（26-4-01）基于OpenAI和LangChain的上市公司估值系统：OpenAI API和Langchain探索(1)OpenAI接口

时间：2024-06-15 21:58:01浏览次数：19

标签：turbo 26 01 section tokens 3.5 OpenAI gpt model

10.5 OpenAI API和Langchain探索

接下来使用OpenAI API与Langchain对解析后的文档进行总结，从中提取有价值的信息。这将帮助我们更好地理解文档中的内容，包括业务情况、风险因素、财务状况分析等，并提供更简洁的概括信息。

10.5.1 OpenAI接口

编写文件openai_interface.py，实现了许多与OpenAI接口相关的功能，包括处理消息、计算令牌数量、调用OpenAI模型以及创建摘要。它还包括了一些用于检查输入令牌数量的功能。通过使用这些功能，我们可以提取并总结文档中的关键部分，以便更好地理解和分析文档。

parser = ConfigParser()
_ = parser.read(os.path.join("credentials.cfg"))
openai.api_key = parser.get("open_ai", "api_key")

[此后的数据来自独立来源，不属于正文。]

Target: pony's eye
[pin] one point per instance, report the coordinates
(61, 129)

INITIAL_CONTEXT_MESSAGE = {"role": "system",
                           "content": "Act as an assistant for security analysis. Your goal is to help make sense of "
                                      "financial information available for US public companies on EDGAR."}
MODEL_MAX_TOKENS = {
    "gpt-3.5-turbo": 4097,
    "gpt-3.5-turbo-16k": 16384,
}


def get_completion(messages, model="gpt-3.5-turbo"):
    return openai.ChatCompletion.create(
        model=model,
        messages=messages,
        temperature=0, # this is the degree of randomness of the model's output
    )


def num_tokens_from_messages(messages, model="gpt-3.5-turbo"):
    try:
        encoding = tiktoken.encoding_for_model(model)
    except KeyError:
        encoding = tiktoken.get_encoding("cl100k_base")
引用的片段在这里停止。